Question

For a normal distribution with mean equal to 31.5 and standard deviation equal to 11, what is the area under the curve that is between 35 and 45?

Answer 1

The area is given by the following integral:
`\int\limits^(45)_(35) (1)/(√(242\pi))e^{-((x-31.5)^2)/(242)} dx`, which can be approximated by: 0.265313

Explanation:

A normal distribution is defined as:

`f(x)=(1)/(√(2\pi \sigma^2))e^{-((x-\mu)^2)/(2\sigma^2)}`

, where the greek letter sigma stands for the standard deviation and mu for the mean.
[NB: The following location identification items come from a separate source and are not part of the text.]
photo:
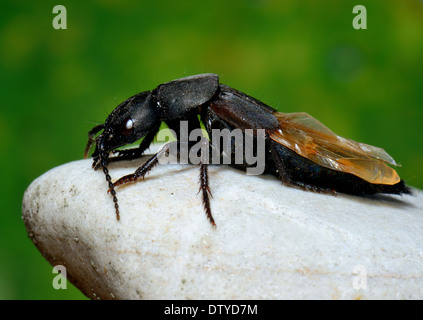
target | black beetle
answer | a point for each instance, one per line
(298, 149)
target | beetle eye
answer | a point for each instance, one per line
(128, 128)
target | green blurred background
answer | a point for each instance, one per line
(366, 85)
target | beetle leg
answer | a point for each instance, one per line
(205, 190)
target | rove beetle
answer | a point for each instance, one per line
(299, 150)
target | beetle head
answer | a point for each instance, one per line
(130, 121)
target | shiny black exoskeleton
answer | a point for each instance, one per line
(219, 107)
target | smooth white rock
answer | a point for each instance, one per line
(271, 241)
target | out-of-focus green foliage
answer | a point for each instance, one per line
(294, 55)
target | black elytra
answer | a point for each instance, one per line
(354, 170)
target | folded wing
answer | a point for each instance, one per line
(311, 139)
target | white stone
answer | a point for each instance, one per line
(271, 241)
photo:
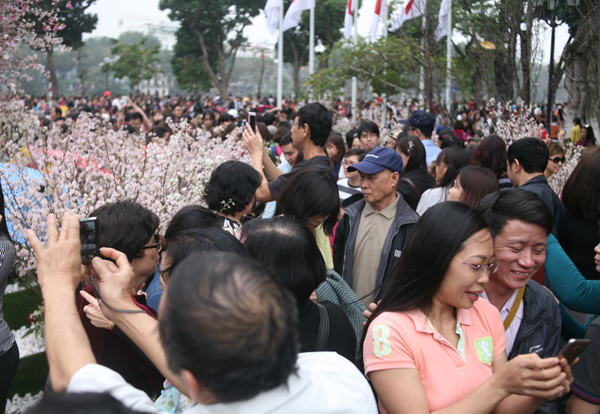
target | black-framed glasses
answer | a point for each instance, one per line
(481, 269)
(156, 245)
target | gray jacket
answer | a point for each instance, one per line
(345, 240)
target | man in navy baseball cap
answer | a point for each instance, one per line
(420, 124)
(378, 160)
(371, 234)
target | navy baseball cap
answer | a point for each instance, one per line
(378, 160)
(420, 119)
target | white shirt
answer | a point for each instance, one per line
(432, 197)
(325, 383)
(511, 332)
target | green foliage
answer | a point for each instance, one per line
(134, 61)
(216, 28)
(31, 375)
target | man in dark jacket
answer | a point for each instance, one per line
(371, 235)
(527, 161)
(520, 223)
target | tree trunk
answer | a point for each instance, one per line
(581, 70)
(52, 70)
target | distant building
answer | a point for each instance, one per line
(159, 85)
(163, 29)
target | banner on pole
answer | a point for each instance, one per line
(442, 29)
(380, 9)
(294, 13)
(413, 9)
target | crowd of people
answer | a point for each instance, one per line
(333, 274)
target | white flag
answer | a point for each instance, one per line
(272, 12)
(348, 20)
(294, 13)
(442, 29)
(380, 9)
(412, 10)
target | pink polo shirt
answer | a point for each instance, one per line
(406, 340)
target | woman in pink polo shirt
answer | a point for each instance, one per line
(433, 346)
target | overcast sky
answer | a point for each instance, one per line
(111, 11)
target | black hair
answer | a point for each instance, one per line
(210, 113)
(289, 249)
(79, 403)
(419, 274)
(191, 218)
(200, 240)
(581, 193)
(231, 187)
(368, 126)
(455, 159)
(347, 202)
(126, 226)
(515, 204)
(532, 154)
(312, 192)
(3, 225)
(230, 324)
(318, 119)
(414, 148)
(136, 115)
(351, 135)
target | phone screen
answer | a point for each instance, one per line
(252, 120)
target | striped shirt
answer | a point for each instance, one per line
(7, 260)
(511, 332)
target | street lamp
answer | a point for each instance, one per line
(552, 5)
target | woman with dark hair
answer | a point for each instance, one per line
(578, 228)
(556, 159)
(335, 150)
(432, 346)
(415, 178)
(587, 136)
(179, 247)
(472, 184)
(312, 198)
(290, 251)
(208, 121)
(9, 350)
(491, 154)
(449, 162)
(230, 193)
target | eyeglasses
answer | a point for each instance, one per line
(481, 269)
(156, 245)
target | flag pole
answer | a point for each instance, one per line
(311, 56)
(384, 107)
(355, 40)
(422, 77)
(449, 62)
(280, 57)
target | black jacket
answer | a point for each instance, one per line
(345, 239)
(539, 331)
(422, 180)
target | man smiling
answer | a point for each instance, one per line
(520, 223)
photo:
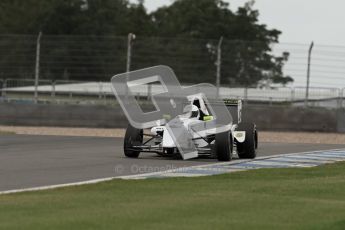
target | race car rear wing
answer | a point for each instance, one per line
(235, 108)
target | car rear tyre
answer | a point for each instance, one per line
(247, 149)
(133, 137)
(223, 146)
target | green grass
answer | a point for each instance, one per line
(312, 198)
(6, 133)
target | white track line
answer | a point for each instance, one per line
(142, 176)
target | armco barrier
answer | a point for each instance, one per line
(96, 116)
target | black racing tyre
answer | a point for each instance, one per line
(223, 146)
(169, 151)
(133, 137)
(247, 149)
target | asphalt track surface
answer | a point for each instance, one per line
(30, 161)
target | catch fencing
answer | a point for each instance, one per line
(63, 91)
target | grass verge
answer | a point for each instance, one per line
(312, 198)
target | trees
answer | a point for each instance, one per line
(183, 35)
(247, 50)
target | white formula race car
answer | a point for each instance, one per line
(242, 137)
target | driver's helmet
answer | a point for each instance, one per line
(195, 113)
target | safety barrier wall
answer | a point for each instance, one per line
(276, 118)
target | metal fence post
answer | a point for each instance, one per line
(37, 69)
(308, 75)
(4, 88)
(53, 89)
(100, 90)
(219, 64)
(245, 96)
(292, 94)
(341, 98)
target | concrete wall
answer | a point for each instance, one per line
(266, 118)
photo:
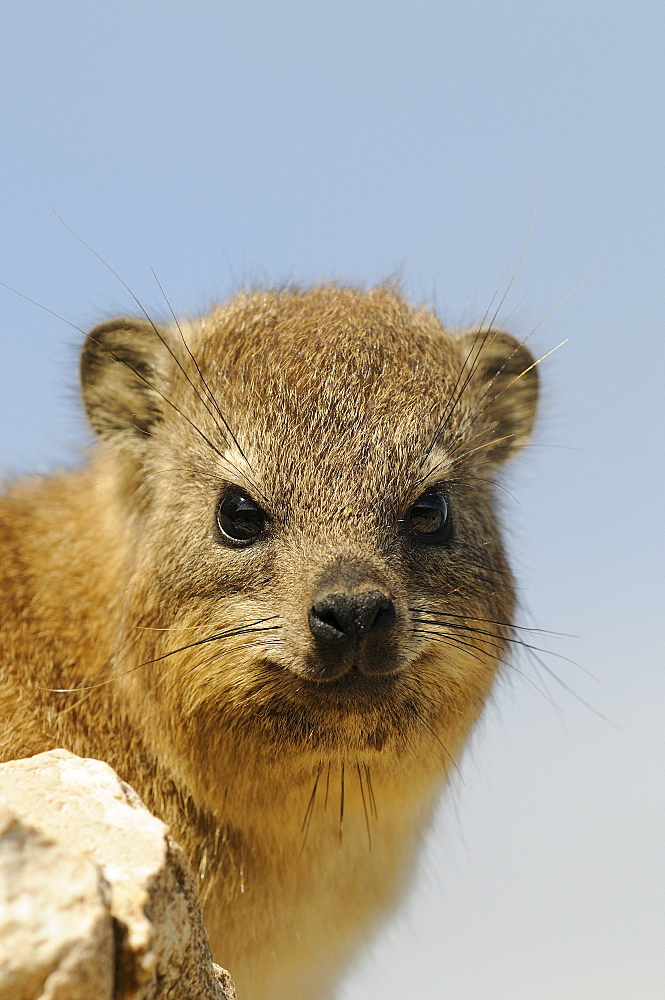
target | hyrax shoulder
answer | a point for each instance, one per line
(275, 600)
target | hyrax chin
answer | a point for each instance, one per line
(275, 599)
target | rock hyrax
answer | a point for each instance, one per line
(274, 600)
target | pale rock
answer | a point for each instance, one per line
(92, 885)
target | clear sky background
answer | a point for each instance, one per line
(261, 141)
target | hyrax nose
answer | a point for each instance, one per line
(339, 616)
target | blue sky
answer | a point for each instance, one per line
(226, 142)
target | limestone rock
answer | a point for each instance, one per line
(92, 886)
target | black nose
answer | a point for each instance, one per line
(339, 615)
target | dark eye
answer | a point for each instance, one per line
(239, 519)
(429, 520)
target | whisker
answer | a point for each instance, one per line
(310, 809)
(362, 795)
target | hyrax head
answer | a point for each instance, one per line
(307, 484)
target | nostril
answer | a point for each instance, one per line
(340, 615)
(324, 624)
(385, 617)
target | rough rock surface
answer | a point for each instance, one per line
(96, 901)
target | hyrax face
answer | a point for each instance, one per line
(307, 485)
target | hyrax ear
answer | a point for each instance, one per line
(124, 373)
(504, 372)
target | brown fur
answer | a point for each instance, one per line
(301, 802)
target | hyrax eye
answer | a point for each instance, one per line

Since in our problem we have a mean = 31.5 and a standard deviation = 11, then we can write this function as:

`f(x)=(1)/(√(242\pi))e^{-((x-31.5)^2)/(242)}`

Now, we need to find the area below this function, between 35 and 45, and in order to do this, we need to integrate the function. The normal distribution does not has an exact closed form integral, therefore we will have to solve the integral in a software that allows for numerical calculations (I used the online software Wolfram|Alpha).

`\int\limits^(45)_(35) (1)/(√(242\pi))e^{-((x-31.5)^2)/(242)} dx =0.265313`